ミュータントは、ひょっとして交渉が決裂したら、あ・と・で(はあと)
あいかわらず、時制を読む気がないね……。もはや脳内翻訳だのぅ。

ハヤカワ版:
 マスクの男はかぶりを振った。もし貯蔵室を封鎖しても、状況はほとんど変わらなかっただろう。チーフもそれはわかっているはずだ。心理学的計測手段は《ソル》乗員が信じているほど精密ではない。
原文:
Alaska bezweifelte, daß Absperrung des Lagerraums überhaupt möglich war. Wahrscheinlich glaubte auch Rhodan nicht an den Erfolg einer solchen Aktion. Die Maßnahmen wurden aus psychologischen Gründen ergriffen. Die Besatzung der SOL sollte glauben, daß man in der Zentrale Herr der Situation war.

試訳:
 倉庫の封鎖が可能か否か、アラスカは懐疑的だ。おそらくはローダンもそうした作戦で成果があがるとは思っていまい。対策は心理学的見地からとられたもの。《ソル》乗員に、司令室の人々が事態をコントロールしていると信じさせるためなのだ。(改行)

とりあえず、対策をうったふりで(以下、次の項へ)

ハヤカワ版:
 そこで、ローダンは時間を節約した。
 闇のスペシャリストがなにを意図しているのか、そのまま見守ったのである。
原文:
Rhodan arbeitete offensihtlich auf Zeitgewinn.
Zunächst einmal mußten die Verantwortlichen herausfinden, was die Spezialisten der Nacht vorhatten.

試訳:
 ローダンは明らかに時間稼ぎをしている。
 司令室の幹部たちも、まずは闇のスペシャリストがなにを意図しているのかを探りだす必要があった。
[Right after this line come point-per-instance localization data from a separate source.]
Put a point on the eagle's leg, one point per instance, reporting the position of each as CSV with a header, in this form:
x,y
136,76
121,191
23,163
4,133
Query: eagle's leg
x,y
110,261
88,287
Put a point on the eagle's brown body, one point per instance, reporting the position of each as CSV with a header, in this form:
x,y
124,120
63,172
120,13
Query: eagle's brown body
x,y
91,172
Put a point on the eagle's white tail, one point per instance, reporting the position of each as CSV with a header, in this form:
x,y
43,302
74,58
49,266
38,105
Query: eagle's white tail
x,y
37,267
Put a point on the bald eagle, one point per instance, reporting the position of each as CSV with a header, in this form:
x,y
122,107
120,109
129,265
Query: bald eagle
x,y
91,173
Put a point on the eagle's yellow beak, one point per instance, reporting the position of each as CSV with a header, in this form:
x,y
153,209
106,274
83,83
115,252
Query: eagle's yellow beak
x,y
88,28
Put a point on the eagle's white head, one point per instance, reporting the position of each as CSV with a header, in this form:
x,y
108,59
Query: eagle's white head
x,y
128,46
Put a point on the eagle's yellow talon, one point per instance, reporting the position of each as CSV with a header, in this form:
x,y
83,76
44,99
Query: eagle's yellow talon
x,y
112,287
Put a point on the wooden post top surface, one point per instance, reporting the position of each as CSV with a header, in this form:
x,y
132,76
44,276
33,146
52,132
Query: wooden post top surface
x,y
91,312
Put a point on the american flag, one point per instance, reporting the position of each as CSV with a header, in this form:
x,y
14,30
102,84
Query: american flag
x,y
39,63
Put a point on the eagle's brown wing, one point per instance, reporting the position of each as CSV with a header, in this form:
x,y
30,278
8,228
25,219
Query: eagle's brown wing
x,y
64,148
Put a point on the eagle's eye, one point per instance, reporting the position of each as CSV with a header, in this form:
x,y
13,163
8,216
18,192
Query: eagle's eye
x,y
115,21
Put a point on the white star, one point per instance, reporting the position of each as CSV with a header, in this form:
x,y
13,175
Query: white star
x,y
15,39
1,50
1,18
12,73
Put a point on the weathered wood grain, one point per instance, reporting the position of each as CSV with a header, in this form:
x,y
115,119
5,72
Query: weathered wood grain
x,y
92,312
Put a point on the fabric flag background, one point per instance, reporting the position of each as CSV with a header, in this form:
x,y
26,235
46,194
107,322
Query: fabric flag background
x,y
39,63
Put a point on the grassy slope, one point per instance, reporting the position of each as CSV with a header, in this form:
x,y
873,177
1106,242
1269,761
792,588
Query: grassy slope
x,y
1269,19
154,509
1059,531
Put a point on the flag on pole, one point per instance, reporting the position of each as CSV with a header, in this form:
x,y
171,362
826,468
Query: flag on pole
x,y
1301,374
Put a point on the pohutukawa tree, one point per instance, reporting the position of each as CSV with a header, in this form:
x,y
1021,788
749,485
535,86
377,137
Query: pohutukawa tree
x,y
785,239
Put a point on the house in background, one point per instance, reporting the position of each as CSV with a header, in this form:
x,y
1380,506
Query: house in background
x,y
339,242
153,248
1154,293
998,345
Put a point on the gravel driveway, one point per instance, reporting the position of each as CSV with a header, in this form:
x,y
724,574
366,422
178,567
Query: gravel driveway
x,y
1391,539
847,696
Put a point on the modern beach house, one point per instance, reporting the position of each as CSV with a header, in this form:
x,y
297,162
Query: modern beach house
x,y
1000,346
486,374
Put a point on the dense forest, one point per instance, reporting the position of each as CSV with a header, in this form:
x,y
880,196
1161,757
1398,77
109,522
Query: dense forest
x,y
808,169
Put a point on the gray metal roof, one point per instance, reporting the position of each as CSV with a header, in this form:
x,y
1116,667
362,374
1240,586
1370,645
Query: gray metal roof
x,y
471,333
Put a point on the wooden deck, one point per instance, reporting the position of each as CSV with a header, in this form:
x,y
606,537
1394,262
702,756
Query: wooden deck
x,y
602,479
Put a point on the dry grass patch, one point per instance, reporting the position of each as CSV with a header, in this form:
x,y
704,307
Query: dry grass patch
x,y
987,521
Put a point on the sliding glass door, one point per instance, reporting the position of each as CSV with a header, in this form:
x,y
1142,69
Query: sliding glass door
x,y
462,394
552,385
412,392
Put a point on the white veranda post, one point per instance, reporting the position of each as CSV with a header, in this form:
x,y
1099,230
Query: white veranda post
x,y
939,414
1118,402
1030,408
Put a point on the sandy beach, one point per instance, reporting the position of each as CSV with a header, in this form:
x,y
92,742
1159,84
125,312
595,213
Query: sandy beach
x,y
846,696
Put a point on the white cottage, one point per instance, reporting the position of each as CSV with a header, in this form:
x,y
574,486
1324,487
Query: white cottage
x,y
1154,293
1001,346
意図を探りだす必要がある→時間がかかる→対策をうったふり→信じた乗員たちはひと安心。
訳文だと、あまりに無責任……つーか、計測手段って、なにー?

■163p

ハヤカワ版:
封鎖処置のためだろうか? アラスカにはそうは思えなかったが。
原文:
Alaska war überzeugt davon, daß sie die Absperrungsmaßnahmen registriert hatten, aber das schien ihnen nichts auszumachen,

試訳:
かれらが封鎖処置を認識したのをアラスカは確信していたが、それもどうでもいいことらしかった。
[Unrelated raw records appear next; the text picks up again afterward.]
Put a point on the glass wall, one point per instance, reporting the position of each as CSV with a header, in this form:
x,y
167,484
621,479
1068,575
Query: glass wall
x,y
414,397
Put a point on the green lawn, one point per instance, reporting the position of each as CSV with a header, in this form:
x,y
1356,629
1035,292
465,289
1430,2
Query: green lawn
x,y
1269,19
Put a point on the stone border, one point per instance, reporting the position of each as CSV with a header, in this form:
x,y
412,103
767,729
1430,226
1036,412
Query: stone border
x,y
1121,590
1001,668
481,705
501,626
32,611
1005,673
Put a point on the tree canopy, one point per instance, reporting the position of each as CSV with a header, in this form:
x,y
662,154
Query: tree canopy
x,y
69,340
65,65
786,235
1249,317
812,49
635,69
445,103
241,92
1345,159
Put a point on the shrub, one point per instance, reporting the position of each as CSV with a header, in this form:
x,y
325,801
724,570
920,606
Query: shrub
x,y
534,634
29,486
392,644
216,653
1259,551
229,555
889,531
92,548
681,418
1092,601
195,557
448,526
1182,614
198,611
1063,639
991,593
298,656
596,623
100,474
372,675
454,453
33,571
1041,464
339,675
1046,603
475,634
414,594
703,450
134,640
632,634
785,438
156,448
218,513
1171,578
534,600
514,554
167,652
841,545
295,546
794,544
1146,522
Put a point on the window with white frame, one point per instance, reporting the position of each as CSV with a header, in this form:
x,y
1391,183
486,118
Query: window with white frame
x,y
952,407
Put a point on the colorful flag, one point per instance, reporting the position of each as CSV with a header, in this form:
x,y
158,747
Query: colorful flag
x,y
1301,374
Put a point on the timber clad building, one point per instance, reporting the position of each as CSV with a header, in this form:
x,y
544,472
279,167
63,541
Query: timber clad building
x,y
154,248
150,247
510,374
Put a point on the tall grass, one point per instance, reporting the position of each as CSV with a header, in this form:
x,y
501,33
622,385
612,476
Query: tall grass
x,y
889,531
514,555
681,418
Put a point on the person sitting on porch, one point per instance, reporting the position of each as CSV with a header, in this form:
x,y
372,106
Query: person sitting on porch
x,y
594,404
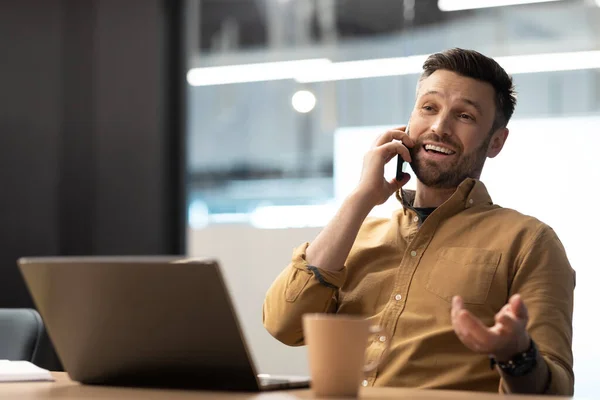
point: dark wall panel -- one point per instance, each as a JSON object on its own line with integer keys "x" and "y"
{"x": 91, "y": 111}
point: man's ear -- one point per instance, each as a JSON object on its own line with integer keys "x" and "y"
{"x": 497, "y": 142}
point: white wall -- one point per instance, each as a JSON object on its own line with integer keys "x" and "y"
{"x": 547, "y": 170}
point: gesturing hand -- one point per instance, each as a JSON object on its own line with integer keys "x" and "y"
{"x": 504, "y": 340}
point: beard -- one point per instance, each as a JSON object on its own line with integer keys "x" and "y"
{"x": 447, "y": 174}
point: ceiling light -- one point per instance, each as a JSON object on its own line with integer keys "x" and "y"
{"x": 304, "y": 101}
{"x": 456, "y": 5}
{"x": 242, "y": 73}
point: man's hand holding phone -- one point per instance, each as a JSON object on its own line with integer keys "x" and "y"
{"x": 386, "y": 147}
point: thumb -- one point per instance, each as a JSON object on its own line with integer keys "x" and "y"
{"x": 398, "y": 184}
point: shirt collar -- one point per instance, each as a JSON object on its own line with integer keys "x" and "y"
{"x": 470, "y": 192}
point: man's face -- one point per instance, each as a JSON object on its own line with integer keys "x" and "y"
{"x": 451, "y": 125}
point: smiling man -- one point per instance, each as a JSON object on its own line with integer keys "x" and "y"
{"x": 471, "y": 295}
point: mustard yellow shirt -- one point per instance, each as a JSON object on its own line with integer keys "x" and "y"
{"x": 402, "y": 274}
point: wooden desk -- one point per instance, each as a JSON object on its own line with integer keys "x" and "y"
{"x": 64, "y": 388}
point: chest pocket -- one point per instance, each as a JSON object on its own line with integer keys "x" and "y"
{"x": 463, "y": 271}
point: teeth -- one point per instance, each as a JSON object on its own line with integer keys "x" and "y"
{"x": 438, "y": 148}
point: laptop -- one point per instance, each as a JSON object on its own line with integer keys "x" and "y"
{"x": 145, "y": 322}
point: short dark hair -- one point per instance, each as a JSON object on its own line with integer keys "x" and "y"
{"x": 473, "y": 64}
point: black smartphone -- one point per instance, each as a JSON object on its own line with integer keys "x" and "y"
{"x": 399, "y": 167}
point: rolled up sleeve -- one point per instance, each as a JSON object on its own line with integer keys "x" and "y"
{"x": 546, "y": 283}
{"x": 298, "y": 290}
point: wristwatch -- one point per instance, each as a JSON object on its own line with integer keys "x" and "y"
{"x": 521, "y": 364}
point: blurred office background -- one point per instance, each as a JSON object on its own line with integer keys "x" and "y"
{"x": 233, "y": 129}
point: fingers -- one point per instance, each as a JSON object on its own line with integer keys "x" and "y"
{"x": 397, "y": 134}
{"x": 395, "y": 185}
{"x": 469, "y": 329}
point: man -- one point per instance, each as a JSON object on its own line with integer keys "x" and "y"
{"x": 472, "y": 295}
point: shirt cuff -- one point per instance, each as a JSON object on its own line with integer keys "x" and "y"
{"x": 331, "y": 279}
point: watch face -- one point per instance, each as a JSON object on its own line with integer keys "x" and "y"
{"x": 521, "y": 364}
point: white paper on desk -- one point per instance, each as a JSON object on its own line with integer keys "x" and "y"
{"x": 20, "y": 371}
んー。誤訳、じゃないよね。ややはしょりすぎな気もするが。

■165p

ハヤカワ版:
 もちろん、かれらを行かせるのも、制止するのもかんたんである。
原文:
Es wäre natürlich einfach gewesen, gegen die zwölf Zgmahkonen vorzugehen und sie auszuschalten.

試訳:
 もちろん、ツグマーコン人十二名を攻撃し、排除するというのは単純明快だ。

動詞 vorgehen に gehen(行く)が入っているからといって、「行かせる」と訳すのはあまりにお粗末。vorgehen gegen … で「~に立ち向かう、攻撃する」。ausschalten「スイッチを切る」は、以前このブログで書いたとおり、「抹殺する、始末する」の意。
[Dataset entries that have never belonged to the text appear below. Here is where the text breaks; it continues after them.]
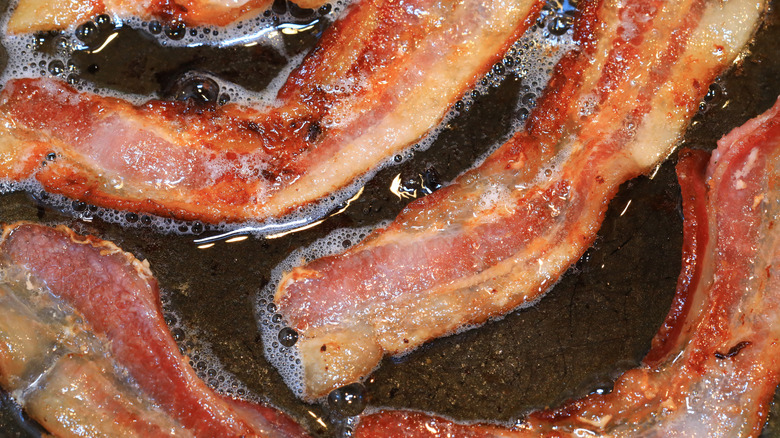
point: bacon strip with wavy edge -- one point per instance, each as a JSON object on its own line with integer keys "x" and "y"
{"x": 47, "y": 15}
{"x": 84, "y": 347}
{"x": 380, "y": 78}
{"x": 503, "y": 233}
{"x": 712, "y": 369}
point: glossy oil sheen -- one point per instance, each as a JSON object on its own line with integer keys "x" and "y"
{"x": 595, "y": 323}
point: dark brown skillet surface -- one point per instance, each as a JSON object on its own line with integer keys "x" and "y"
{"x": 595, "y": 323}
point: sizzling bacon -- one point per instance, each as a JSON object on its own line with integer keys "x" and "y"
{"x": 84, "y": 347}
{"x": 47, "y": 15}
{"x": 503, "y": 233}
{"x": 378, "y": 81}
{"x": 713, "y": 369}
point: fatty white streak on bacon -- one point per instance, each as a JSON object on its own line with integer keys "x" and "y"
{"x": 380, "y": 78}
{"x": 47, "y": 15}
{"x": 713, "y": 367}
{"x": 85, "y": 350}
{"x": 503, "y": 233}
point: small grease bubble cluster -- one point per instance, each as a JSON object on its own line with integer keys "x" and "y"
{"x": 273, "y": 329}
{"x": 205, "y": 363}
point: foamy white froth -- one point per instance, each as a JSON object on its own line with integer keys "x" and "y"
{"x": 206, "y": 364}
{"x": 531, "y": 59}
{"x": 287, "y": 359}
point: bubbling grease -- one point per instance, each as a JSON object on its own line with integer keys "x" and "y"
{"x": 287, "y": 359}
{"x": 531, "y": 59}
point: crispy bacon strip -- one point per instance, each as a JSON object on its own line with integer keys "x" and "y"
{"x": 713, "y": 369}
{"x": 379, "y": 80}
{"x": 46, "y": 15}
{"x": 84, "y": 347}
{"x": 503, "y": 233}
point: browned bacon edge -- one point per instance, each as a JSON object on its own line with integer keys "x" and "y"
{"x": 502, "y": 234}
{"x": 48, "y": 15}
{"x": 713, "y": 367}
{"x": 117, "y": 298}
{"x": 379, "y": 80}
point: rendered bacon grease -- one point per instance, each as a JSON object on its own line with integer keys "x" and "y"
{"x": 45, "y": 15}
{"x": 381, "y": 77}
{"x": 502, "y": 234}
{"x": 85, "y": 350}
{"x": 712, "y": 370}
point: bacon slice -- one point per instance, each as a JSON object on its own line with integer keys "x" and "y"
{"x": 379, "y": 80}
{"x": 712, "y": 370}
{"x": 503, "y": 233}
{"x": 84, "y": 347}
{"x": 47, "y": 15}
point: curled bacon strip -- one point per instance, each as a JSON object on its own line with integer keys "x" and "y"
{"x": 503, "y": 233}
{"x": 713, "y": 369}
{"x": 380, "y": 78}
{"x": 84, "y": 347}
{"x": 46, "y": 15}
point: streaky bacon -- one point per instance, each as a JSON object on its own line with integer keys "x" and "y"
{"x": 84, "y": 347}
{"x": 503, "y": 233}
{"x": 48, "y": 15}
{"x": 380, "y": 78}
{"x": 712, "y": 369}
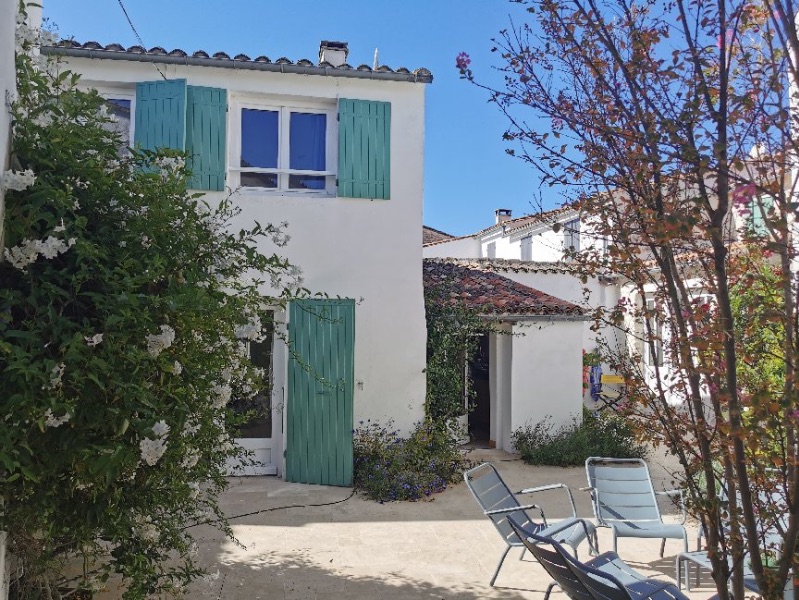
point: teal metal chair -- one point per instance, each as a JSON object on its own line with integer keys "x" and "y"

あとは、実際に対策が講じられ、「始末」することが不可能と判明するのはもうちょい後のことなので、末尾は訳文のまま、「攻撃して排除するのはかんたんである。」の方が素直かもしれない。そっちのが、次の文章ともつながりがいいしなあ。

■166p

ハヤカワ版:
 カリブソはまた“意識ある夢”にはいる前に、ある程度の準備をととのえた。経験から、超自我が空間のあいだの空間に到達した瞬間に、混沌とした状況を思いだして、反射的に逃げもどる可能性があると知っている。それを防ぐには、充分に休養をとって、精神力の回復をはからなければならない。
 しかし、一方でシュプールを見逃さないためには、急ぐ必要があった。そこで、ある程度のリスクをおかすことにしたのである。かならずしも、超自我が肉体に逃げもどるとはかぎらないから。
原文:
Bevor er seinen nächsten bewußten Traum antrat, bereitete Callibso sein Über-Ich auf die chaotischen Verhältnisse im Raum zwischen den Räumen vor. Er wußte aus Erfahrung, daß das Über-Ich sich daran erinnern würde. Auf diese Weise wollte er eine erneute spontane Flucht ausschließen. Wenn er überhaupt noch Hiweise finden wollte, mußte er sich beeilen. Deshalb wartete er nichts bis zur völligen Wiederherstellung seiner psychischen Kräfte, sondern entschloß sich, ein gewisses Risiko einzugehen. Er konnte sich zwar keine Situation vorstellen, in der das Über-Ich nicht in den physischen Körper zurückkehrte, aber völlig auszuschließen war diese Möglichkeit nicht.

試訳:
 カリブソはつぎに意識ある夢にはいる前に、超自我を空間のはざまの空間の混沌とした状況に対して準備することにした。経験から、超自我がそれを思いだすことはわかっていた。この方法で、再度の突発的逃走をふせごうというのだ。もし手がかりをみつけたければ、急がねばならない。そこで、精神力の全快まで待たず、一定のリスクをおかすことにした。超自我が肉体に帰還しない状況は想像できないが、その可能性がまったくないわけでもなかった。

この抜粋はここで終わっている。